More than 100 Christian leaders signed a letter addressed to members of Congress, urging them to reject President Trump’s proposed budget cuts on foreign aid.

The Trump administration released its budget blueprint on Thursday, called “America First: A Budget Blueprint to Make America Great Again,” among which included cuts to the foreign aid budget called the International Affairs Budget. The blueprint would cut the budgets of the State Department and the U.S. Agency for International Development (USAID) by 37 percent, according to reports, while increasing military spending.

The letter, dated March 16, emphasizes the help that the International Affairs Budget was able to provide for communities around the world.

“With just 1 percent of our nation’s budget, the International Affairs Budget has helped alleviate the suffering of millions; drastically cutting the number of people living in extreme poverty in half, stopping the spread of infectious diseases like HIV/AIDs and Ebola, and nearly eliminating polio,” the letter states. “Additionally, it promotes freedom and human rights, protecting religious freedom for millions around the world.”

“As followers of Christ, it is our moral responsibility to urge you to support and protect the International Affairs Budget, and avoid disproportionate cuts to these vital programs that ensure that our country continues to be the ‘shining city upon a hill.’”

Denominational leaders who signed the letter included George Wood, the general superintendent of the Assemblies of God; Ronnie Floyd, previous president of the Southern Baptist Convention; Jo Anne Lyon, the general superintendent emerita of The Wesleyan Church; David Wilson, the general secretary of the Church of Nazarene; and Colin P. Watson, Sr., the director of ministries and administration of the Christian Reformed Church in North America.
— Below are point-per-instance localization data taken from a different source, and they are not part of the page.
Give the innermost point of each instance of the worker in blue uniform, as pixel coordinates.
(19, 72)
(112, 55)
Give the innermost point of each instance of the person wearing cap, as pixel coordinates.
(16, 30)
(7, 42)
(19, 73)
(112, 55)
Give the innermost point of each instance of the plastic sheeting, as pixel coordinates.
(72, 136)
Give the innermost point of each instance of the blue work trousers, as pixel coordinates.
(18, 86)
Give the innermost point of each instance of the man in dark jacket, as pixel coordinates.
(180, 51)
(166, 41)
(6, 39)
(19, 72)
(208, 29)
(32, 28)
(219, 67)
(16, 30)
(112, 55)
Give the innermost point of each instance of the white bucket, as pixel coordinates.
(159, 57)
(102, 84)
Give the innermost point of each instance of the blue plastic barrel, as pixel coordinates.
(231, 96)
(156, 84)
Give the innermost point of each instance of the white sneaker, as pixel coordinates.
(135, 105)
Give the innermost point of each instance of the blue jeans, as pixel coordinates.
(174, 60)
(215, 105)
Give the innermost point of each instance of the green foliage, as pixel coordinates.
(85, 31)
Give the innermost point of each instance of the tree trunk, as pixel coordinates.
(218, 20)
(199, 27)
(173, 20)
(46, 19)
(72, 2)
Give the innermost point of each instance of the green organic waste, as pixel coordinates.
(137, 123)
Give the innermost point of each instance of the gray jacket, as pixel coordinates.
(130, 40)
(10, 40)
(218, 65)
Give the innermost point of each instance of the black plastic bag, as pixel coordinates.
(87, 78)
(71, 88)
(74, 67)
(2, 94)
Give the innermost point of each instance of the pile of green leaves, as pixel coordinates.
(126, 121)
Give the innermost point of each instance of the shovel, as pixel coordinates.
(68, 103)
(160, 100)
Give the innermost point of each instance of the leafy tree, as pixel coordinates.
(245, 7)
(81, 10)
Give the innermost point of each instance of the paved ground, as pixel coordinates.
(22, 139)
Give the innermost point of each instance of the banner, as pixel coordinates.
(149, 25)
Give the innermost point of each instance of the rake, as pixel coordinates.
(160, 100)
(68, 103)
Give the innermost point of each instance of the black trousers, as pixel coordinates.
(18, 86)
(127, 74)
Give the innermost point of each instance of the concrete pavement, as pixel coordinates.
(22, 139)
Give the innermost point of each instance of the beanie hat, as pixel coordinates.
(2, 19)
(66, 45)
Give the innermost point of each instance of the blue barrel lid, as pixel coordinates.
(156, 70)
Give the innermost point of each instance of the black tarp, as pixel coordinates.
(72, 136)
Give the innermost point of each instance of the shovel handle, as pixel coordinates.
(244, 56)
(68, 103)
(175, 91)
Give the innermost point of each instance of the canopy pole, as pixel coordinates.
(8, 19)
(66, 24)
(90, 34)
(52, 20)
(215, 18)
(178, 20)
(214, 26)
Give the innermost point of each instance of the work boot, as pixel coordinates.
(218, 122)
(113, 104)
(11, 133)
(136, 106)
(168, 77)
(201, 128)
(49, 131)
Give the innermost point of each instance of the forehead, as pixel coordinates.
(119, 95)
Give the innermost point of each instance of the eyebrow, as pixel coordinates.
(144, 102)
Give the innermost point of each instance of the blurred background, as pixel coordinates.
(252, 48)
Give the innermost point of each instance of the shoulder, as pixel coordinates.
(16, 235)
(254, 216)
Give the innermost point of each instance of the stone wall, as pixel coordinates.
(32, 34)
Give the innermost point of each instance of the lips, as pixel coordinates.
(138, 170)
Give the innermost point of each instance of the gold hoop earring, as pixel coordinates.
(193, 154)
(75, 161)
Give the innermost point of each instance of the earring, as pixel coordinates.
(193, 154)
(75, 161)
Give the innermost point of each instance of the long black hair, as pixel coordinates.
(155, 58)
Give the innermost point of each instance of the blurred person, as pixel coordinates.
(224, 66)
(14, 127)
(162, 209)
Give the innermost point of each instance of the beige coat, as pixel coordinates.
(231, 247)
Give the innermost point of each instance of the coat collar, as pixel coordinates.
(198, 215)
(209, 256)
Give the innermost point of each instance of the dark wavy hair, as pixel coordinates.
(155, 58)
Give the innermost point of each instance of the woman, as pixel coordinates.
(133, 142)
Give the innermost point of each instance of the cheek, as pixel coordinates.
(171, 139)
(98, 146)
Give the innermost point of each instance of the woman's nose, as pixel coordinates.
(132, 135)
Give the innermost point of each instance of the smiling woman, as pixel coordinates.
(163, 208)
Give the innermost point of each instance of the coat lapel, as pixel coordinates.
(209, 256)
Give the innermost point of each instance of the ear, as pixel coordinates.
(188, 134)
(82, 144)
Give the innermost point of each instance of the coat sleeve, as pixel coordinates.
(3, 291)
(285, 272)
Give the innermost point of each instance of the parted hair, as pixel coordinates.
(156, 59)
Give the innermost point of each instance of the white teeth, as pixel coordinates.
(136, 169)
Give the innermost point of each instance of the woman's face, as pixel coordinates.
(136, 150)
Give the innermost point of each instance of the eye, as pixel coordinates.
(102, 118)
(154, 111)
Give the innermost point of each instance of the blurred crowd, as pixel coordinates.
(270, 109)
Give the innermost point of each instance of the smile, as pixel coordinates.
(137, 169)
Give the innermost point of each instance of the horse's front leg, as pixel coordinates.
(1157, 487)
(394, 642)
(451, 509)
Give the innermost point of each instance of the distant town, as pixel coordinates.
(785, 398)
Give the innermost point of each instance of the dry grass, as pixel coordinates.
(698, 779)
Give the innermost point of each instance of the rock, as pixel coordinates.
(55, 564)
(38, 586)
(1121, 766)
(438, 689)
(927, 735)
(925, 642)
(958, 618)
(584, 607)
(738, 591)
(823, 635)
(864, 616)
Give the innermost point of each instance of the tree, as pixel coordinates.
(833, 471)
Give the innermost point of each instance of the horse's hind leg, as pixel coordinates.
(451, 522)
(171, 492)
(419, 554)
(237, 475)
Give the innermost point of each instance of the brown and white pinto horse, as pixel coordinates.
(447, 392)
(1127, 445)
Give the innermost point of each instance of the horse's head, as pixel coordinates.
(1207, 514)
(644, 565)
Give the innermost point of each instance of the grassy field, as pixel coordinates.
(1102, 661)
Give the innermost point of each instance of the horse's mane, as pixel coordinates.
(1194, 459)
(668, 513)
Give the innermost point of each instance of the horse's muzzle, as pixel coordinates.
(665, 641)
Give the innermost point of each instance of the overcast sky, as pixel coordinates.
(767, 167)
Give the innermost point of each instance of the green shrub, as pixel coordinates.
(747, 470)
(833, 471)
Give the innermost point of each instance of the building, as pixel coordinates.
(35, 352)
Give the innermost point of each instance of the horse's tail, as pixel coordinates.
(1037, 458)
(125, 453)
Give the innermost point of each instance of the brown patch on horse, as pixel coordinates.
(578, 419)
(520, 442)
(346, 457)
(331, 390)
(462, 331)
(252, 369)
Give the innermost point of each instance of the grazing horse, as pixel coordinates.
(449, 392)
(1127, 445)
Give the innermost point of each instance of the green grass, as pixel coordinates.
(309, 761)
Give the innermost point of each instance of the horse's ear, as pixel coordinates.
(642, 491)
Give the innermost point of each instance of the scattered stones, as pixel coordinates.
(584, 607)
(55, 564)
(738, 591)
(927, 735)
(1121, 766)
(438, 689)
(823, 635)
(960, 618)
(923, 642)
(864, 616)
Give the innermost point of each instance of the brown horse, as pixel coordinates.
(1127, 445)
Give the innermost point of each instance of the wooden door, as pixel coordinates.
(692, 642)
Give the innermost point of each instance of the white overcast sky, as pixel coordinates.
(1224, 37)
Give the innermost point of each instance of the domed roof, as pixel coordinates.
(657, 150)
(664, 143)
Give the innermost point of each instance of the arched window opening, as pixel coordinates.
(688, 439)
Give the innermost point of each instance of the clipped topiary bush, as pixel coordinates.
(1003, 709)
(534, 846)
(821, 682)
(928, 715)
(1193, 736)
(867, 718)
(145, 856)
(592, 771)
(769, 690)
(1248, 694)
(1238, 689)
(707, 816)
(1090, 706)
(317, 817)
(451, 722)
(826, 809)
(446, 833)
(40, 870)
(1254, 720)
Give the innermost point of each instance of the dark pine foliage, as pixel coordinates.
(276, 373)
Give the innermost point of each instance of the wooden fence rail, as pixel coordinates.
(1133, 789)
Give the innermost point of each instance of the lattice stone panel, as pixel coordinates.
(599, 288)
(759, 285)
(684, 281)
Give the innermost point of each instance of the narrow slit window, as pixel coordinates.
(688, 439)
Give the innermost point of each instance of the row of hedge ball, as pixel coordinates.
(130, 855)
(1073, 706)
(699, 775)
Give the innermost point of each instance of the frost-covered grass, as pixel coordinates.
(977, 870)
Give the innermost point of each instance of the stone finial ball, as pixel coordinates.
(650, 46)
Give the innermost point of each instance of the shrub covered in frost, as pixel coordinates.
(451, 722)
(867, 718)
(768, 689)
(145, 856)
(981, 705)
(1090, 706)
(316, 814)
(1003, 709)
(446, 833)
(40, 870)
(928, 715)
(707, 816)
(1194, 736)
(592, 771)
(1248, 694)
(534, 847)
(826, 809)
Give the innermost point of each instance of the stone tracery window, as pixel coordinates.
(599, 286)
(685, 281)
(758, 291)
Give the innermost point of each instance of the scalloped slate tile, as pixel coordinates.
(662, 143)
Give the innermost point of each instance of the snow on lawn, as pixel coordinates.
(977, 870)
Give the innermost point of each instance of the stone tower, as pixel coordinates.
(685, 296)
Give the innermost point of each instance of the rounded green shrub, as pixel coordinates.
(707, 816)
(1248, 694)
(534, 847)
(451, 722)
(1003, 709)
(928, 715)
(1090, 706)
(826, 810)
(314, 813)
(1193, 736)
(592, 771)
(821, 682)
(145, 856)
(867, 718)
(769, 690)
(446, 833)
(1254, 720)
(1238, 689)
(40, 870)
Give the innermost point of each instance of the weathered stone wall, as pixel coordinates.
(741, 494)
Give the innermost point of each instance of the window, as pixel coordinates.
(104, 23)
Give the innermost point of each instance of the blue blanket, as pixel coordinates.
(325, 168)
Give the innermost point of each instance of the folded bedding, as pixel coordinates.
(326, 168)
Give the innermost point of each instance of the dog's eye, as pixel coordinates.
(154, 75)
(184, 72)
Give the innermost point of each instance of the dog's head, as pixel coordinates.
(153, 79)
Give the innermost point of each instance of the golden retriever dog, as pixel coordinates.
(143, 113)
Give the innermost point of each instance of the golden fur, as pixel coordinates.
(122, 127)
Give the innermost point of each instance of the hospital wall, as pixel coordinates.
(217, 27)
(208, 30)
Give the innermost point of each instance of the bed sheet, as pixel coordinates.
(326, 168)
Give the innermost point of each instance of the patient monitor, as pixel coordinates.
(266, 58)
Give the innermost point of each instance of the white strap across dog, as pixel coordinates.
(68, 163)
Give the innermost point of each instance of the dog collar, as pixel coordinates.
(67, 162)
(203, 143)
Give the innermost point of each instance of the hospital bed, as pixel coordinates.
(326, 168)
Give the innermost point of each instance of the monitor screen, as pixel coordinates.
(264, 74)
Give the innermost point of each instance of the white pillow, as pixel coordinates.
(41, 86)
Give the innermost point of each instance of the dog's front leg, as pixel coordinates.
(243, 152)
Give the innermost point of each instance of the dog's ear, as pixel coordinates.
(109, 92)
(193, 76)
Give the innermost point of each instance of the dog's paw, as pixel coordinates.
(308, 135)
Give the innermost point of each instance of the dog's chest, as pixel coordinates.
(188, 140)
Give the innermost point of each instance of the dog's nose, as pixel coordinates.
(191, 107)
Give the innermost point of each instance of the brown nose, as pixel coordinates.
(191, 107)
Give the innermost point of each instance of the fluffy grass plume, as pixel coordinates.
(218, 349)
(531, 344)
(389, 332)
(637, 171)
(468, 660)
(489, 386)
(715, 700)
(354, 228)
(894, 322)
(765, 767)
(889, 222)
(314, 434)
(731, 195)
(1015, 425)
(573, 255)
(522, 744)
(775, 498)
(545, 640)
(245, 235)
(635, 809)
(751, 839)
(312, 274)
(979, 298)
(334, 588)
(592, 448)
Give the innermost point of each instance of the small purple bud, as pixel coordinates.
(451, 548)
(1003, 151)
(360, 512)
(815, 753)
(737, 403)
Leaders of World Vision USA, Catholic Relief Services, Council for Christian Colleges & Universities, InterVarsity Christian Fellowship, Habitat for Humanity, Compassion International, World Relief, and Food for the Hungry, and presidents of Fuller Theological Seminary, Denver Seminary, Princeton Theological Seminary, and Gordon-Conwell Theological Seminary were also among the signatories.

Worship artists Michael W. Smith, Amy Grant, Brandon Heath, and Third Day signed the letter as well.

Meanwhile, Christians are not the only group that have urged members of Congress to protect funding for foreign aid. In late February, over 120 retired military officials, including generals and admirals, wrote a letter to lawmakers emphasizing the need to secure funding to address development issues across the world to ensure military security as well.

“The military will lead the fight against terrorism on the battlefield,” the letter states, “but it needs strong civilian partners in the battle against the drivers of extremism — lack of opportunity, insecurity, injustice, and hopelessness.”

Some members of Congress have already expressed concern regarding the proposed cuts to foreign aid. Chair of the House Foreign Relations Committee Ed Royce told Vox, “I am very concerned by reports of deep cuts that could damage efforts to combat terrorism, save lives, and create opportunities for American workers.”

“It’s dead on arrival. It’s not going to happen,” South Carolina Senator Lindsey Graham said on MSNBC regarding the proposed budget. “It would be a disaster.”

The blueprint released on Thursday, also known as the ‘skinny budget,’ is a rough sketch of what the Trump administration hopes to achieve in the budget. The full budget with more comprehensive descriptions and numbers is set to be released in May.